Anyone who loves ships cannot deny the spendour of a fully-rigged windjammer, all canvas unfurled and propelled by a stiff breeze. This unquestionable allure is not lost on many passengers seeking an out-of-the-ordinary cruise experience. Yet these magnificent ‘divas of the seas’ also seem cloaked by a veil of mystery, romance and intrigue.
Best known to Aussie cruisers are the shapely Star Clippers, only recently withdrawn from service in the Andaman Sea off Thailand. Windstar too, once busy in Tahiti, has left our region after a devastating fire aboard Wind Song in 2002 and headed to more lucrative waters of the Mediterranean and Caribbean. French line Ponant’s 88m, three-masted flagship, Le Ponant, briefly skippered by Somali pirates, also forms part of the world’s luxury sailing fleet.
Last week, however, I was introduced to one cruise line I confess I knew little about. German company, Sea Cloud Cruises, operates the only sailing ships in the rarefied air of the Berlitz 5-star category. What’s more remarkable is that their original vessel, the 96m, four-masted barque, Sea Cloud, will celebrate its 80th birthday next year after an extensive, yet sensitive modernisation in her birthplace, Bremerhaven.
Originally built in 1931 as Hussar by the Germaniawerft shipyard in Kiel for the New York heiress Marjorie Merriweather-Post, she was the world’s largest private yacht of its day. No expense was spared in the design and construction and it apparently still retains the original solid gold taps in the marble trimmed bathrooms.

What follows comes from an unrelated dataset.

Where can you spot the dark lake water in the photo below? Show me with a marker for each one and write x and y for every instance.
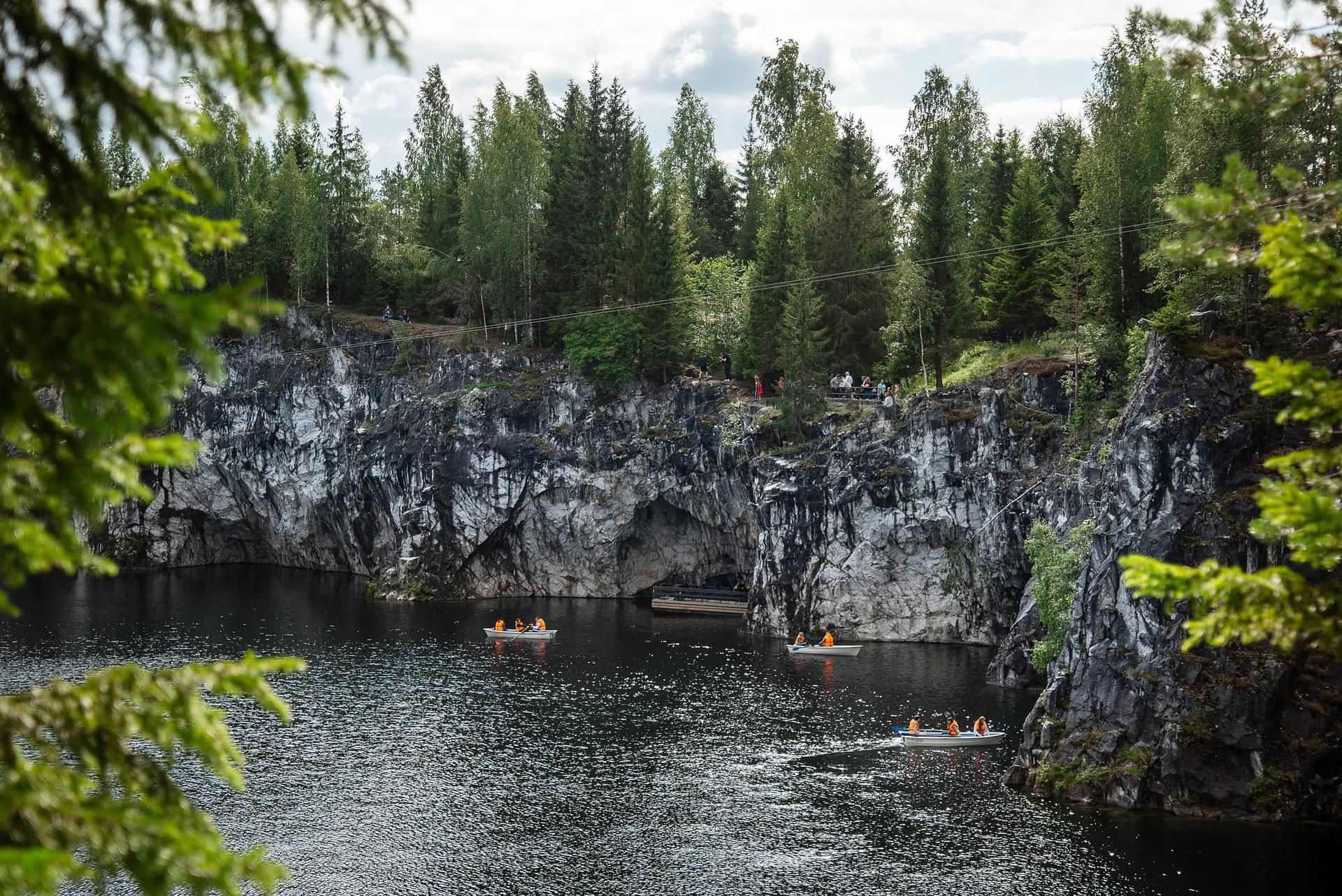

The United States Ambassador to the Soviet Union Joseph E. Davies acquired the ship in 1935 after marrying the recently divorced heiress, renaming it Sea Cloud. The gallant vessel was used by the US Coast Guard as a weather ship and submarine hunter during WWII and was stripped of her rigging and fitted with an array of deck guns and depth charges.
Interestingly, during her naval service, Lt. Carlton S. Skinner drafted 50 Afro-American sailors into the crew, creating the first fully integrated ship in the US Navy.

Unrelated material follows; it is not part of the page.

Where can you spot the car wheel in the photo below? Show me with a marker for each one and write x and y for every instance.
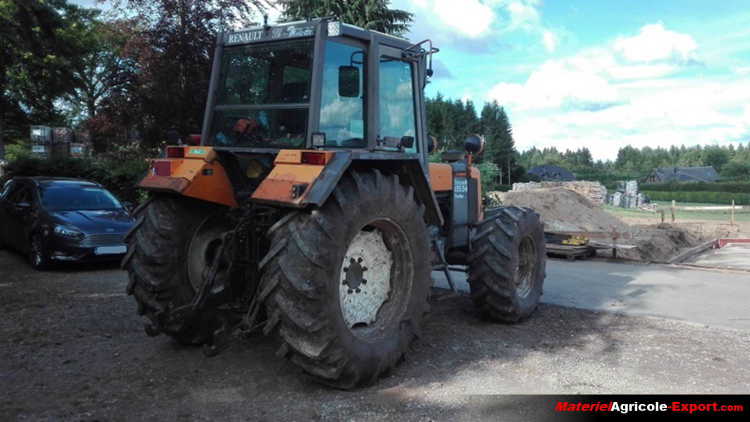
(38, 257)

Drama, intrigue and adventure continued into her postwar history. Majorie Post reluctantly sold her in 1955 after a US Navy-funded refit to notorious dictator, Rafael Trujillo, the brutal head of the Dominican Republic, apparently trading it for a secondhand Vickers Viscount airliner.
In 1961, after the strongman’s assassination, reputedly a CIA hit, his family fled aboard Sea Cloud (then named ‘Angelita’) with the body and lots of cash but was turned back. She was then sold to a cruise company in 1965 but impounded. Liberated by the glamourous 26-year-old philanthropist, Stephanie Gallagher, for use as a floating school, it was reclaimed by the owners and a sordid legal battle began.
Another period of inactivity ensued during which time Sea Cloud deteriorated badly. She was rescued again, this time by a consortium of German businessmen and maritime men and women led by Harmut Paschberg and painstakingly returned to service as a luxury passenger vessel. After fifty years, Sea Cloud had finally come home.